Cette haie de laurier-cerise, omniprésente, qui menace les chiens
Dans beaucoup de jardins français, la haie brillante qui cache le voisin, du portail à la terrasse, est un laurier-cerise. Prunus laurocerasus pousse de 40 à 60 cm par an, reste vert toute l’année et a gagné les surnoms de « mur » ou « béton vert ».
Propre, peu exigeant, cet arbuste rassure les propriétaires, alors qu’il inquiète fortement les vétérinaires. Toutes ses parties renferment des composés capables de libérer du cyanure lors de la mastication. Un chien qui mâchouille quelques feuilles tombées après la taille peut s’empoisonner gravement.
Pourquoi le laurier-cerise libère un cyanure redoutable pour le chien
Les feuilles contiennent des hétérosides cyanogénétiques, comme prulaurasoside et prunasoside, qui libèrent de l’acide cyanhydrique dans le tube digestif. La dose mortelle d’HCN libre n’est que de 2 à 2,3 mg par kilo de poids, soit 500 g à 1 kg de feuilles pour une vache et 200 g pour un mouton. Les ruminants y sont particulièrement sensibles.
Le cyanure bloque la respiration des cellules : le sang transporte l’oxygène, mais les tissus ne l’utilisent plus, d’où une asphyxie interne. Chez le chien, les premiers signes surviennent souvent dans l’heure : hypersalivation, vomissements, diarrhée, parfois avec une odeur d’amande amère très caractéristique, un tableau qui doit faire penser au risque laurier-cerise chien.
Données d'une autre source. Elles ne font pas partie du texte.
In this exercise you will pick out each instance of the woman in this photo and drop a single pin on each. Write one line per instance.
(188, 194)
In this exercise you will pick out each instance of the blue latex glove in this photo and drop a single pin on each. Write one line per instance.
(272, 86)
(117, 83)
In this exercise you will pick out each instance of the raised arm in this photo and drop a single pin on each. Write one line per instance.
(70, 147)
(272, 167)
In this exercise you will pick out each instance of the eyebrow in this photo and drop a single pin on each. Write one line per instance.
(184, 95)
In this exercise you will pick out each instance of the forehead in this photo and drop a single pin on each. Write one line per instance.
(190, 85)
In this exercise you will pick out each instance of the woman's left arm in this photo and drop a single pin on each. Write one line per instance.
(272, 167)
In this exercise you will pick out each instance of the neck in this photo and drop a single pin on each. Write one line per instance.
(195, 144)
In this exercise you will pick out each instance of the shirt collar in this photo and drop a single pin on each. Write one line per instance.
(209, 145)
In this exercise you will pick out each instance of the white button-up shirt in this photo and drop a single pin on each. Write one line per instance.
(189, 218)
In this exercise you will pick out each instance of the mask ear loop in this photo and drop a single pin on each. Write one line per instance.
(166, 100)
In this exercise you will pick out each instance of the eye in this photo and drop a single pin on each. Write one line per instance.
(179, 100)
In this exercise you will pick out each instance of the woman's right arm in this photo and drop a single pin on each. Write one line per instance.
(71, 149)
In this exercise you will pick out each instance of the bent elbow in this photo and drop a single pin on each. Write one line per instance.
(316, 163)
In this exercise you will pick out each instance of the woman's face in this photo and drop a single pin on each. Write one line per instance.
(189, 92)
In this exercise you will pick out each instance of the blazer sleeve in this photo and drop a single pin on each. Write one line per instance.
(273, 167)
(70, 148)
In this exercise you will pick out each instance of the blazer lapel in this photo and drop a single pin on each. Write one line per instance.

Symptômes graves, urgence vitale et prévention autour de la haie
Après la phase digestive, peuvent survenir respiration rapide et difficile, tremblements, convulsions, voire mort subite. Des décès sont signalés dans 23,2 % des appels au Centre National d’Informations Toxicologiques Vétérinaires. Le pronostic devient nettement meilleur si le chien est encore vivant deux heures après les premiers signes.
En cas de suspicion, on retire ce que le chien a en gueule, on le garde au calme et on appelle tout de suite un vétérinaire. Si l’ingestion est très récente, le praticien peut faire vomir et administrer un antidote du cyanure. Ensuite, seule une prise en charge d’urgence limite les dégâts. Pour prévenir, on ramasse toutes les chutes de taille, même sèches, on redouble de vigilance au printemps et l’on peut remplacer le laurier-cerise par des haies non toxiques.
Foire aux questions sur le laurier-cerise et les chiens
Un chien peut-il mourir après avoir mangé quelques feuilles de laurier-cerise ?
Oui, c’est possible, surtout chez un petit chien qui mâche les feuilles ou les noyaux. Les composés cyanogénétiques libèrent du cyanure, et une faible quantité peut déjà déclencher une intoxication sévère.
Quels sont les premiers symptômes d’une intoxication au laurier-cerise chez le chien ?
Les premiers signes surviennent souvent dans l’heure : hypersalivation, vomissements, diarrhée, parfois avec une odeur d’amande amère très caractéristique. Ils peuvent ensuite évoluer vers une respiration rapide, une démarche chancelante ou des convulsions.
Que faire immédiatement si mon chien a mâchouillé une haie de laurier-cerise ?
Il faut retirer calmement ce qu’il a en gueule, l’éloigner de la haie et appeler sans attendre un vétérinaire. Si l’ingestion est très récente, moins de trente minutes, le praticien pourra décider de le faire vomir et d’administrer un antidote ciblant le cyanure.
En bref
- Présente dans un jardin sur trois, la haie de laurier-cerise, prisée pour son feuillage persistant, est de plus en plus signalée aux centres antipoison vétérinaires.
- Feuilles et noyaux libèrent un cyanure puissant pouvant provoquer en moins de deux heures vomissements, troubles neurologiques, détresse respiratoire et parfois une mort subite chez le chien.
- Gestes d’urgence, fenêtre d’intervention et alternatives de haies non toxiques permettent pourtant de sécuriser le jardin sans renoncer à l’intimité ni au verdure.